Perché diventi un precedente giuridico in grado di trasformarsi in legge c’è bisogno di altre quattro sentenze simili. Solo a quel punto la possibilità di coltivare l’ “erba” sarà introdotta nel codice giuridico messicano e non sarà più considerata reato. Intanto un portone sulla strada dell’antiproibizionismo è stato spalancato. Una sveglia significativa per il Paese insanguinato dalla guerra del narcotraffico. Mentre resta contrario il presidente Enrique Pena Nieto, che sulla questione ha timidamente promesso l’apertura di un “dibattito più ampio”.
Minacce, ritorsioni, torture, sequestri e omicidi hanno segnato la storia più recente del Centro America. I narcos hanno ammazzato e spesso fatto letteralmente sparire oltre 100.000 persone in dieci anni. Una sporca guerra e un solo vincitore: i cartelli della droga. Il proibizionismo ha contribuito a ingrassare le tasche dei narcotrafficanti che “hanno rastrellato denaro e commesso terribili crimini”, ha detto alla Reuters il 27enne attivista Meliton Gonzales, che festeggia la sentenza fuori dal tribunale.

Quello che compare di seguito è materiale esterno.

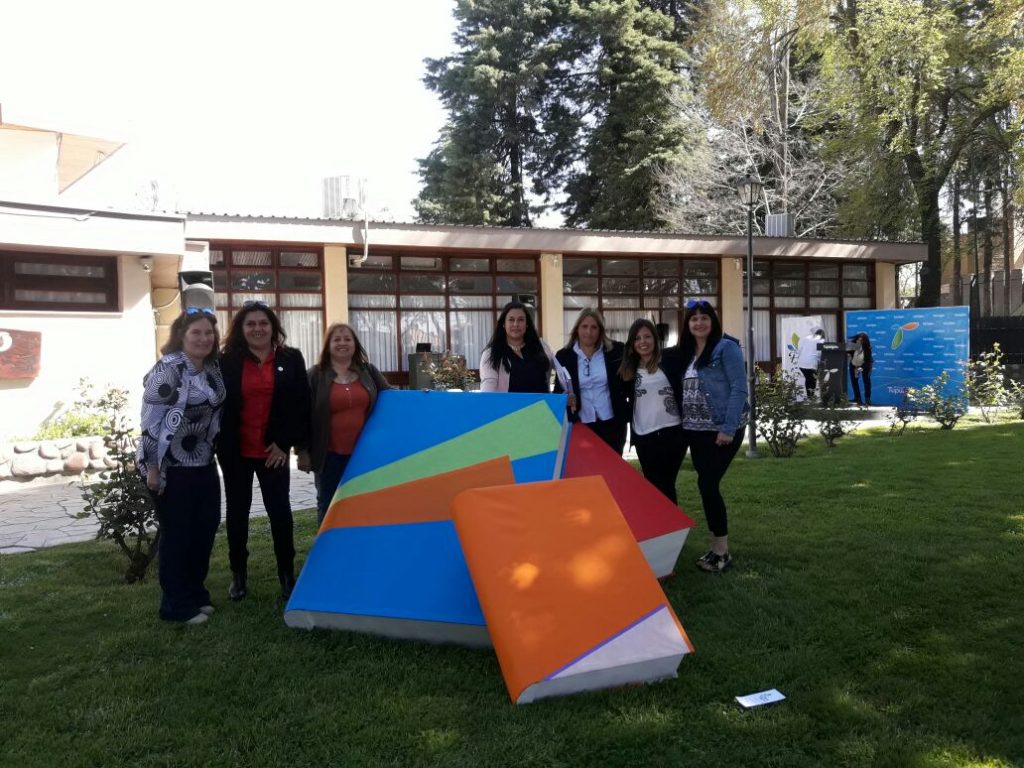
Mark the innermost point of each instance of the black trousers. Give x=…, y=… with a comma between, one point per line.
x=611, y=431
x=274, y=485
x=865, y=375
x=188, y=512
x=711, y=462
x=660, y=454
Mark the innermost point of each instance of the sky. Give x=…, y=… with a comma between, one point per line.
x=233, y=107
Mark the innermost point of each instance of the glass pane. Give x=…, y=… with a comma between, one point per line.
x=516, y=265
x=620, y=302
x=823, y=270
x=795, y=271
x=369, y=301
x=422, y=283
x=824, y=301
x=422, y=328
x=470, y=302
x=372, y=262
x=304, y=330
x=516, y=285
x=660, y=267
x=470, y=284
x=855, y=271
x=252, y=281
x=379, y=336
x=580, y=285
x=371, y=283
x=470, y=334
x=299, y=258
x=855, y=288
x=308, y=300
x=788, y=287
x=70, y=297
x=468, y=265
x=660, y=286
x=300, y=281
x=251, y=258
x=421, y=263
x=694, y=268
x=238, y=299
x=823, y=287
x=620, y=285
x=579, y=266
x=58, y=270
x=620, y=266
x=422, y=302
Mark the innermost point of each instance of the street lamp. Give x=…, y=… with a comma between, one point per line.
x=750, y=193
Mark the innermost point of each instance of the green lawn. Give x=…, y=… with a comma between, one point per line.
x=879, y=586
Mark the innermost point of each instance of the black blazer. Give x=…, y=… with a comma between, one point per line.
x=621, y=392
x=290, y=404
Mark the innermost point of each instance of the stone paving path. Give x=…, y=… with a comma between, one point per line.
x=40, y=516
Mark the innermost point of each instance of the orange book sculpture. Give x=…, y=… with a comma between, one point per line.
x=569, y=600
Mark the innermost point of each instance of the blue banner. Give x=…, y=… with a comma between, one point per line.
x=911, y=347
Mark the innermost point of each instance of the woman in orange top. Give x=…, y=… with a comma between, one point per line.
x=344, y=390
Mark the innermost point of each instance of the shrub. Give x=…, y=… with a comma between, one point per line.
x=780, y=415
x=940, y=404
x=119, y=499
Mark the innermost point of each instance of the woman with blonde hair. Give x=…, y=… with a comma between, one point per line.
x=599, y=398
x=344, y=387
x=655, y=427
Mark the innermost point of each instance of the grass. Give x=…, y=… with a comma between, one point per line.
x=880, y=586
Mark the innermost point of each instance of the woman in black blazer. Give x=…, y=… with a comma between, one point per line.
x=599, y=397
x=266, y=415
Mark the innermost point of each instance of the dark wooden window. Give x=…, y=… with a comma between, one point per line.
x=58, y=282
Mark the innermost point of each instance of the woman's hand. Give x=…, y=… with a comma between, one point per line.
x=275, y=457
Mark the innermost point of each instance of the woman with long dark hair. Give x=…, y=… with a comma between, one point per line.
x=598, y=397
x=861, y=363
x=265, y=416
x=516, y=359
x=655, y=428
x=181, y=411
x=713, y=409
x=344, y=387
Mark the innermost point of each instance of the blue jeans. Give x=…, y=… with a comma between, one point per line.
x=327, y=481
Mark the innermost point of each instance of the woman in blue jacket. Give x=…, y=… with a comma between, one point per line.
x=713, y=410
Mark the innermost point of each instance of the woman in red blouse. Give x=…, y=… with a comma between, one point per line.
x=266, y=414
x=344, y=389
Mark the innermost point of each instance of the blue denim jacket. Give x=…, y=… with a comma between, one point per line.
x=724, y=384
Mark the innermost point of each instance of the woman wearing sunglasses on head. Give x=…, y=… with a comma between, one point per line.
x=181, y=411
x=655, y=429
x=265, y=416
x=713, y=409
x=599, y=398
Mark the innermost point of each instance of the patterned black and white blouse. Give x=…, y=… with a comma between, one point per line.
x=181, y=410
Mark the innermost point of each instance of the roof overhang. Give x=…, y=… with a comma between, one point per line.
x=583, y=242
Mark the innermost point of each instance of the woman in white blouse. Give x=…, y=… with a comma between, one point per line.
x=657, y=435
x=598, y=398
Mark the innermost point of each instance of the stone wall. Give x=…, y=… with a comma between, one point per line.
x=27, y=460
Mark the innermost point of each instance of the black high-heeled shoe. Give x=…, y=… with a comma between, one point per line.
x=238, y=590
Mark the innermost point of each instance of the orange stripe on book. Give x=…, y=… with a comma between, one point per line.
x=426, y=500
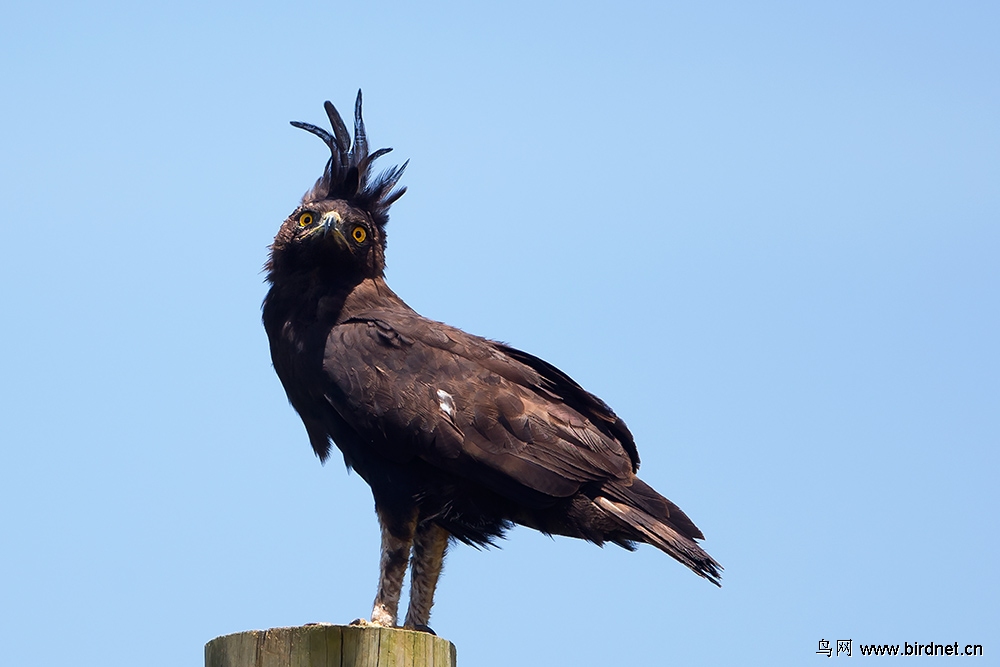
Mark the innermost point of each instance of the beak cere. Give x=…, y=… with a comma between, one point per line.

Marijuana, cocaina, eroina e crystal meth sono le principali fonti di reddito della criminalità organizzata. I morti per droga e l’aumento delle violenze fanno da macabro contorno. Le politiche sulla droga saranno la questione chiave nella corsa presidenziale del 2018. Ne è convinto Alberto Islas, un consulente per la sicurezza che si aspetta la completa legalizzazione entro i prossimi quattro anni. E intanto la decisione del tribunale potrebbe accelerare gli sforzi degli Stati messicani per cambiare le loro leggi sulla droga, ferme finora al dibattito sull’uso della marijuana terapeutica.